- The paper presents a multi-stage automatic number plate recognition (ANPR) system integrating image preprocessing, number plate localization, character segmentation, and character recognition.
- The methodology employs specific techniques like Sobel vertical edge detection for localization and vertical projection for segmentation to isolate characters effectively.
- Using a dataset of Croatian vehicle images, the Random Forest Classifier achieved the highest character recognition accuracy at 90.9%, outperforming k-NN, Neural Network, and SVM due to its robustness and multi-class capability.
The paper "Automatic Number Plate Recognition using Random Forest Classifier" presents a system for automatic recognition of vehicle number plates, which is crucial for intelligent transportation systems (ITSs) aimed at traffic management, monitoring of traffic violations, and maintaining security in areas with restricted access. The proposed methodology involves dividing the process into several distinct stages: Pre-Processing, Number Plate Localization, Character Segmentation, and Character Recognition.
Methodology:
- Pre-Processing:
- The methodology starts with the conversion of RGB images to grayscale to reduce computational complexity and enhance contrast, employing Contrast Limited Adaptive Histogram Equalization (CLASH).
- Noise is minimized using a bilateral filter with a kernel size of 5, effectively preserving the edge details.
- The grayscale image is then binarized and dilated to emphasize the edges and mitigate false positives during edge detection.
- Number Plate Localization:
- The paper employs Sobel vertical edge detection instead of Canny edge detection to focus on vertical edges while ignoring irrelevant horizontal structures inherent in the vehicle, such as windshields and bumpers. This method efficiently distinguishes the region with the highest concentration of edges, which corresponds to the number plate.
- Character Segmentation:
- Upon localization, the extraneous noise around the characters is removed, employing vertical projection of Sobel edge-detected images to eliminate non-character noise regions, ensuring only the character region peaks are retained for segmentation.
- Character Recognition:
- Random Forest Classifier (RF) is utilized for recognizing characters extracted from the segmented number plate. RF leverages an ensemble of decision trees, enhancing the system’s resilience to noisy data due to the robustness of ensemble predictions.

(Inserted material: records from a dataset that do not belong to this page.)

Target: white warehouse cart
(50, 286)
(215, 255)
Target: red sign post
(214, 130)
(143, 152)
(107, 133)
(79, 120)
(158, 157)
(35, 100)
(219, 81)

- Various other classifiers including k-nearest neighbor (k-NN), Neural Network, and Support Vector Machines (SVMs) were evaluated, but RF achieved the highest accuracy at 90.9%.
Results and Discussion:
The application, developed in Python and supported by libraries such as OpenCV, numpy, and scikit-learn, was tested using a dataset of Croatian vehicle images. With Random Forest Classifier, the system demonstrated superior performance, effectively reducing ambiguity between characters such as 'G' and '6', and achieving an accuracy of 90.9% — the highest among the classifiers tested. The system also successfully handled ambiguities associated with indistinct characters due to proper noise management and robust character segmentation.
The paper points out that Random Forest outperforms SVM in this application due to its intrinsic multiclass capabilities and ensemble nature, which provide robustness in noisy environments and parallelizable training, unlike SVMs. The paper illustrates that each classifier (k-NN, NN, SVM, and RF) has distinctive strengths, yet RF’s integration of multiple decision trees for consensus results in optimal overall recognition accuracy.
Conclusion:
The presented system demonstrates an efficient automatic number plate recognition pipeline integrating preprocessing, robust edge-based localization, effective segmentation, and comprehensive character recognition. The Random Forest Classifier emerges as the most effective tool within the comparative framework for this task, capitalizing on its multi-class classification and noise resilience capabilities. The method's accuracy and efficiency make it suitable for deployment in real-world ITS applications.